Ganhar a vida nas ruas, com malabares, não estava nos planos de Santos. Na adolescência ele chegou a trabalhar no setor comercial de um jornal farroupilhense. Nas horas livres, o malabarista gosta de passear pelas cidades onde se instala, em quartos emprestados, hospedagens ou mesmo na rua. A solidão ainda é um dos maiores desafios a serem enfrentados por quem escolhe uma vida como a dele. A parte boa, ele afirma, é viver livre e, sobretudo, aproveitando o momento presente.
— Isso me fascina, eu não sei pra onde vou depois daqui. Não penso no futuro, nem no passado, o agora é ideal.
Citando a Constituição Federal de 1988, ele reafirma o direito de estar na rua, levando arte para as pessoas, atividade a qual ele exerce missão:
— A arte é importante em toda e qualquer circunstância, tanto pra quem conhece quanto para quem não conhece, a gente vive em um mundo tão cinza...
"A arte está em mim"
Aos 21 anos, o jovem Thiarlee Luccas — que já foi batizado com nome de artista — sabe bem o que quer para o seu futuro. E não é de hoje. Morador de Farroupilha, ele faz malabarismo com fogo nos semáforos de Caxias do Sul há dois anos. Há seis, porém, ingressou no mercado da arte, por meio do artesanato. O malabarismo substituiu a venda de colares por ser mais rentável atualmente, segundo o jovem, que considera a performance uma forma de expressar sua arte.
— A arte tá em mim, seja escrevendo poesia, música, fazendo artesanato, malabares... Pretendo viver disso pro resto da minha vida, a arte tá em tudo — exclama.
Thiarlee lembra bem do momento em que decidiu investir em suas habilidades artísticas e buscar uma forma de obter renda por meio da atividade que lhe dá prazer.
— Quando eu tinha 15 anos estava trabalhando para um restaurante. Eles iam assinar carteira quando eu completasse 16, mas antes disso, em um dos pagamentos, não cumpriram com o valor combinado. Isso fez com que eu ficasse revoltado com essas pardas de trabalhar para os outros e tal.

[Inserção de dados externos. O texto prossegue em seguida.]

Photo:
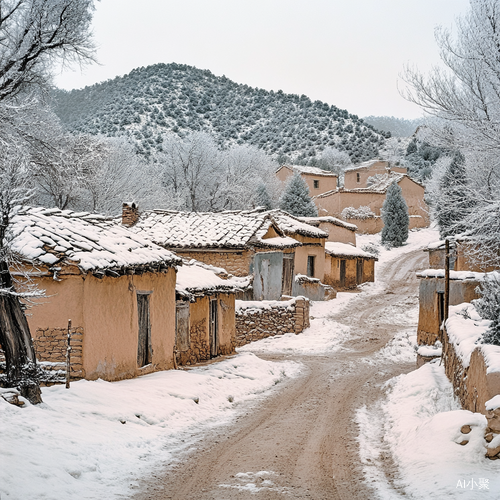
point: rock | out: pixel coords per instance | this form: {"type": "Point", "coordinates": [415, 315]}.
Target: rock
{"type": "Point", "coordinates": [492, 452]}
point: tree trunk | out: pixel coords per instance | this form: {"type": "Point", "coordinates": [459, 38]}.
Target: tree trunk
{"type": "Point", "coordinates": [16, 341]}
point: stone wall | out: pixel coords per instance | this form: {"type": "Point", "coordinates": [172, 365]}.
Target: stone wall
{"type": "Point", "coordinates": [472, 384]}
{"type": "Point", "coordinates": [50, 346]}
{"type": "Point", "coordinates": [258, 320]}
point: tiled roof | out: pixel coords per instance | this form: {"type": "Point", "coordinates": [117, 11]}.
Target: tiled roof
{"type": "Point", "coordinates": [230, 229]}
{"type": "Point", "coordinates": [291, 225]}
{"type": "Point", "coordinates": [93, 243]}
{"type": "Point", "coordinates": [315, 221]}
{"type": "Point", "coordinates": [309, 170]}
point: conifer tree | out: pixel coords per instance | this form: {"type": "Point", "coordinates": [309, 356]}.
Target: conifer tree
{"type": "Point", "coordinates": [395, 216]}
{"type": "Point", "coordinates": [454, 202]}
{"type": "Point", "coordinates": [262, 197]}
{"type": "Point", "coordinates": [296, 199]}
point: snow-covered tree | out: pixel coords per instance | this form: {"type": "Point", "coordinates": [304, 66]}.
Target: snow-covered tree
{"type": "Point", "coordinates": [296, 200]}
{"type": "Point", "coordinates": [454, 202]}
{"type": "Point", "coordinates": [395, 216]}
{"type": "Point", "coordinates": [34, 34]}
{"type": "Point", "coordinates": [262, 197]}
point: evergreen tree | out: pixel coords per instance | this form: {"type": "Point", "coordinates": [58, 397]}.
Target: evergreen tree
{"type": "Point", "coordinates": [395, 216]}
{"type": "Point", "coordinates": [262, 197]}
{"type": "Point", "coordinates": [296, 199]}
{"type": "Point", "coordinates": [455, 201]}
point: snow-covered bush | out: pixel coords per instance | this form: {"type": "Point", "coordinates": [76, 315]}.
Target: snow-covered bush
{"type": "Point", "coordinates": [488, 306]}
{"type": "Point", "coordinates": [360, 213]}
{"type": "Point", "coordinates": [371, 248]}
{"type": "Point", "coordinates": [395, 216]}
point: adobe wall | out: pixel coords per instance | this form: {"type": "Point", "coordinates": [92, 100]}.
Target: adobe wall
{"type": "Point", "coordinates": [236, 263]}
{"type": "Point", "coordinates": [428, 331]}
{"type": "Point", "coordinates": [106, 311]}
{"type": "Point", "coordinates": [199, 340]}
{"type": "Point", "coordinates": [326, 183]}
{"type": "Point", "coordinates": [338, 233]}
{"type": "Point", "coordinates": [350, 176]}
{"type": "Point", "coordinates": [310, 247]}
{"type": "Point", "coordinates": [277, 318]}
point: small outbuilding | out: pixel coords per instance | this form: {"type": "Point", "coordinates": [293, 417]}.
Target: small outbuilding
{"type": "Point", "coordinates": [346, 266]}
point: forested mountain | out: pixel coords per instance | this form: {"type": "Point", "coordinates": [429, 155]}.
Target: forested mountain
{"type": "Point", "coordinates": [150, 101]}
{"type": "Point", "coordinates": [398, 127]}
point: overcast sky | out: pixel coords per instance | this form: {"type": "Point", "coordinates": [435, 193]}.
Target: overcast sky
{"type": "Point", "coordinates": [349, 53]}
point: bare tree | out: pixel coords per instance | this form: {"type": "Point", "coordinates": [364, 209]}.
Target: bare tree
{"type": "Point", "coordinates": [33, 34]}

Naquela época, o então adolescente enfrentou ainda a barreira do preconceito no mercado de trabalho, encontrando dificuldade para conseguir um emprego por conta do dreadlock, penteado permanente que tinha feito no cabelo.
— Eu já sabia fazer artesanato, meus amigos queriam comprar a minha arte e eu pensei que na rua as pessoas também poderiam querer.
Foi o que aconteceu. Enquanto circulava pelas ruas vendendo suas peças e buscando material para confecção, Thiarlee conheceu a Dona Dalva, artesã que lhe presenteou com o material de malabarismo. O que começou como diversão tornou-se a profissão do jovem, que trocou as vendas pelas apresentações nos semáforos.
— Eu me sinto bem trabalhando com isso, não preciso dar satisfação de horário e consigo viver bem. Acho que ganho melhor do que se estivesse com carteira assinada.
De fato, a habilidade e a simpatia do jovem malabarista (confira o vídeo abaixo) recebem um bom retorno financeiro. Nas quatro horas que dedica por dia às apresentações — sempre à noite, para valorizar a luz do fogo — ele diz receber uma média de R$ 25 por hora. Dependendo do dia, o valor pode chegar a R$ 50 por hora.
Em dois anos, Thiarlee garante que nunca sofreu nenhum acidente no trabalho com fogo, mas pretende, em um futuro breve, mudar-se para o Exterior. Enquanto esse dia não chega, ele segue nas ruas caxienses oferecendo o que tem de melhor em troca de apoio financeiro.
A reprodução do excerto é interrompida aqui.